Saturday, Oct. 11, 2003
Worlds - Day 4 report
By Kris Westwood
After three days of individual time trials, the focus of the worlds has switched to the mass start road races. Instead of battling the wind and course alone, competitors race together and must master strategy and bike handling in order to succeed.
Racing opened today with the junior women's 74.4-kilometre race, held over six laps of the tough 12.4-kilometre Hamilton circuit, which includes two climbs of the Niagara escarpment.
Jumpy nerves and a inexperienced riders in the 58-strong peloton combined to produce three crashes in the first two laps, which put paid to several competitors' chances, including Canadian Emilie Roy, who fell twice and damaged her bike so badly she had to abandon.

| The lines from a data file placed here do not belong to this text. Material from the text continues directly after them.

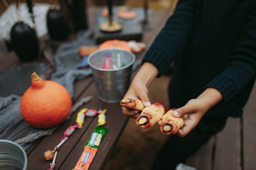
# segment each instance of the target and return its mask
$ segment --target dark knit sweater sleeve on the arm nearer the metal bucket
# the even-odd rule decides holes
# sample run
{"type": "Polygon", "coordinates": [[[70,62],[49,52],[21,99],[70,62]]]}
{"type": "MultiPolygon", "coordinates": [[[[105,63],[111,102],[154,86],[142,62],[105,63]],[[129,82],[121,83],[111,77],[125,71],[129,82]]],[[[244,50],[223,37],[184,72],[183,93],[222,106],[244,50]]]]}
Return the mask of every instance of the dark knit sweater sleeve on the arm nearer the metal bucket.
{"type": "Polygon", "coordinates": [[[168,18],[146,52],[142,63],[153,63],[159,70],[158,77],[169,68],[170,63],[186,45],[193,26],[194,11],[194,0],[180,0],[174,14],[168,18]]]}

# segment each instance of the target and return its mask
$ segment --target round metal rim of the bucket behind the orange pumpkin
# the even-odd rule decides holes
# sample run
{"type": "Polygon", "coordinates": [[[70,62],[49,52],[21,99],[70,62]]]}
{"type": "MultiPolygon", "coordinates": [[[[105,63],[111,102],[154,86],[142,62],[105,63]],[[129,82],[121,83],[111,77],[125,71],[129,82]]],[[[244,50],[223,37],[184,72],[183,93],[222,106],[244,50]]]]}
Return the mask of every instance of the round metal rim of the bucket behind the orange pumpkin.
{"type": "Polygon", "coordinates": [[[135,55],[134,55],[132,52],[129,52],[129,51],[126,51],[126,50],[122,50],[122,49],[120,49],[120,48],[109,48],[109,49],[97,50],[96,52],[93,52],[92,54],[89,55],[87,61],[88,61],[89,65],[90,65],[92,68],[96,69],[96,70],[100,70],[100,71],[118,71],[118,70],[122,70],[122,69],[125,69],[125,68],[130,67],[131,65],[133,65],[134,62],[135,62],[135,59],[136,59],[136,57],[135,57],[135,55]],[[90,62],[90,59],[92,58],[93,55],[95,55],[95,54],[97,54],[97,53],[100,53],[100,52],[102,52],[102,51],[108,52],[108,51],[113,51],[113,50],[114,50],[114,51],[120,51],[120,52],[125,52],[125,53],[131,54],[131,56],[133,57],[132,62],[131,62],[130,64],[128,64],[128,65],[126,65],[126,66],[124,66],[124,67],[120,67],[120,68],[118,68],[118,69],[104,69],[104,68],[98,68],[98,67],[95,67],[95,66],[90,62]]]}

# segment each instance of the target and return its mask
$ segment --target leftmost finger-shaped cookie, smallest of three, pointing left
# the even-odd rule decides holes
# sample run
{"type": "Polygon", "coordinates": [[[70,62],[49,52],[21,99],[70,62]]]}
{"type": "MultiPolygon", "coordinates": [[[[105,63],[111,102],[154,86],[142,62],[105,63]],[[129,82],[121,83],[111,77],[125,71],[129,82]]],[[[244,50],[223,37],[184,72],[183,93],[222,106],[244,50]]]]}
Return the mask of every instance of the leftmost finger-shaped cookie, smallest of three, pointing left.
{"type": "Polygon", "coordinates": [[[121,100],[120,105],[132,110],[142,111],[144,109],[144,105],[139,99],[123,99],[121,100]]]}

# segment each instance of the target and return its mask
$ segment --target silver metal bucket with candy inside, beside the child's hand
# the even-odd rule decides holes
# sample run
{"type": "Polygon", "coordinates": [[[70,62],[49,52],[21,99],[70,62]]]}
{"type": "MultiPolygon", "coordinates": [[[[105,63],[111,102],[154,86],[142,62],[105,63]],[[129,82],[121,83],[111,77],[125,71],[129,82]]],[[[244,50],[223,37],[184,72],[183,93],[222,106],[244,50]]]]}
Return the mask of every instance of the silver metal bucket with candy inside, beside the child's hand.
{"type": "Polygon", "coordinates": [[[123,98],[130,86],[134,61],[133,53],[117,48],[96,51],[88,57],[100,100],[117,103],[123,98]]]}

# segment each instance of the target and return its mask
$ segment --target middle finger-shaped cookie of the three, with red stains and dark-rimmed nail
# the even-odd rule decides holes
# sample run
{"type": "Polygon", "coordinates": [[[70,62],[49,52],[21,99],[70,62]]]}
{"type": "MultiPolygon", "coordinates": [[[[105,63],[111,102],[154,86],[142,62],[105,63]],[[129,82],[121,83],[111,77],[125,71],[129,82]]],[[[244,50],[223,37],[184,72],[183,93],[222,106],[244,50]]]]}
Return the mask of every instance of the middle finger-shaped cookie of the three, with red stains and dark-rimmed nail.
{"type": "Polygon", "coordinates": [[[159,120],[161,120],[164,113],[164,104],[155,102],[151,106],[145,107],[142,110],[141,114],[136,119],[136,124],[141,128],[150,128],[159,120]]]}

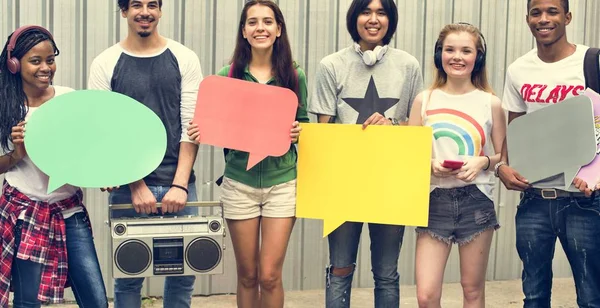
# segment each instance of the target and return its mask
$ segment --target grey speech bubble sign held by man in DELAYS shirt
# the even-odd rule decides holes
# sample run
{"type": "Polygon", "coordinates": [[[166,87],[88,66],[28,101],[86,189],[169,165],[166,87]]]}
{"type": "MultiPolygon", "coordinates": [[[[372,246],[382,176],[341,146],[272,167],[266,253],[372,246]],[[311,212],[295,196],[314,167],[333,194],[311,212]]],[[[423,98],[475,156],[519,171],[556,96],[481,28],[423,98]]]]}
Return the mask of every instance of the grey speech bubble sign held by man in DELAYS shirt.
{"type": "Polygon", "coordinates": [[[565,175],[565,189],[596,155],[592,101],[587,96],[514,119],[507,128],[510,165],[530,183],[565,175]]]}

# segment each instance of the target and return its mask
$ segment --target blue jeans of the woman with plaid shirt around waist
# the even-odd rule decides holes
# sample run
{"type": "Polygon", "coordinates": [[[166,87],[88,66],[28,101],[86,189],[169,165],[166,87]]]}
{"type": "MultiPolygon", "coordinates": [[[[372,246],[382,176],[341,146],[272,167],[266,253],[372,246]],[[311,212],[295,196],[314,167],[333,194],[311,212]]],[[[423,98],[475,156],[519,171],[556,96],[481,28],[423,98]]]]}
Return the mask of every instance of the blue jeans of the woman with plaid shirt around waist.
{"type": "MultiPolygon", "coordinates": [[[[106,289],[94,247],[92,233],[84,213],[65,219],[68,279],[79,307],[108,307],[106,289]]],[[[21,222],[15,226],[15,246],[21,242],[21,222]]],[[[17,249],[15,248],[15,249],[17,249]]],[[[16,251],[16,250],[15,250],[16,251]]],[[[13,307],[40,307],[37,299],[42,275],[42,264],[14,259],[12,285],[15,289],[13,307]]]]}

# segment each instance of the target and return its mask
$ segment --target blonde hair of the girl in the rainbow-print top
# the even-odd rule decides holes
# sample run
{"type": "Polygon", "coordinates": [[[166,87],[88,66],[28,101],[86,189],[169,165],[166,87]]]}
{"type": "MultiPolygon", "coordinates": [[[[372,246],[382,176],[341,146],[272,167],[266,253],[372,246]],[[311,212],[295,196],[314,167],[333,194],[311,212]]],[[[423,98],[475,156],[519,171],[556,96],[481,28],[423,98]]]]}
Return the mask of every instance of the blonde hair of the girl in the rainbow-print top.
{"type": "MultiPolygon", "coordinates": [[[[441,50],[438,49],[442,49],[444,47],[444,40],[446,40],[446,37],[448,37],[450,33],[460,32],[466,32],[473,36],[473,39],[475,40],[475,48],[477,49],[477,54],[485,52],[485,47],[483,45],[484,42],[481,33],[479,32],[479,29],[477,29],[477,27],[473,25],[466,23],[449,24],[442,28],[442,31],[440,31],[440,35],[438,36],[438,43],[436,43],[435,52],[441,52],[441,50]]],[[[433,84],[431,85],[431,87],[429,87],[429,89],[433,91],[435,89],[441,88],[443,85],[446,84],[447,81],[448,75],[444,71],[444,68],[440,65],[439,68],[435,69],[435,78],[433,80],[433,84]]],[[[483,58],[481,69],[473,71],[471,73],[471,82],[477,89],[494,94],[494,90],[490,86],[490,83],[487,79],[485,57],[483,58]]]]}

The climbs and several attacks combined to whittle the pack down to just 24 riders with five kilometres to go, and three riders broke free on the last climb: Irina Tolmacheva of Russia, Kate Nichols of Australia and Loes Sels of Belgium.
But the German team chased hard down the descent, and a lead group of 11 rounded the final bend with 300 metres to go.
Loes Merkerink of the Netherlands launched her sprint immediately after the corner, and despite strong challenges from Tolmacheva and Germany's Sabine Fischer, she held on for the win.
"It was a risk and it worked well," said Merkerink, who added a gold medal to the silver she won in the time trial on Tuesday. "We caught them in the final corner and I sprinted - I didn't think."
Tolmacheva, nursing a cut chin from a fall after the finish, said she had been preparing for this race all year, while Fischer thanked her teammate, Bianca Knoepfle, for leading her out in the sprint.
The men's under-23 race, which covered 14 laps for 173.6 kilometres this afternoon, was a test of endurance as attack followed attack throughout.
In the end, it was a canny Sergey Lagutin who won the title despite having only one teammate with him today.
The 132 starters took it relatively easy on the first few laps before the racing really began to heat up around the half way point. Under pressure from repeated attacks by Johan Van Summeren of Belgium, a breakaway 12 riders formed, which included Lagutin, as well as riders from Italy, Holland, Belgium and Russia.
With most of the strong teams represented up front the peloton did not chase hard, allowing the gap to grow to over 50 seconds with a lap to go. Van Summeren, Lagutin and Emanuele Sella of Italy all tried to break away, but by the top of the final climb there were still seven riders together.
Meantime, the peloton was drawing closer, and started the last downhill just 20 seconds behind. World time trial champion Marcus Fothen of Germany launched an attack with Thomas Dekker on his wheel, and by the bottom of the descent they had bridged to the break. Dekker flew to the front of the group and made the final turn in front, but he faded to third as first Van Summeren and then Lagutin sprinted past him.
"It was not very tactical because it was so hard," said Lagutin after the race.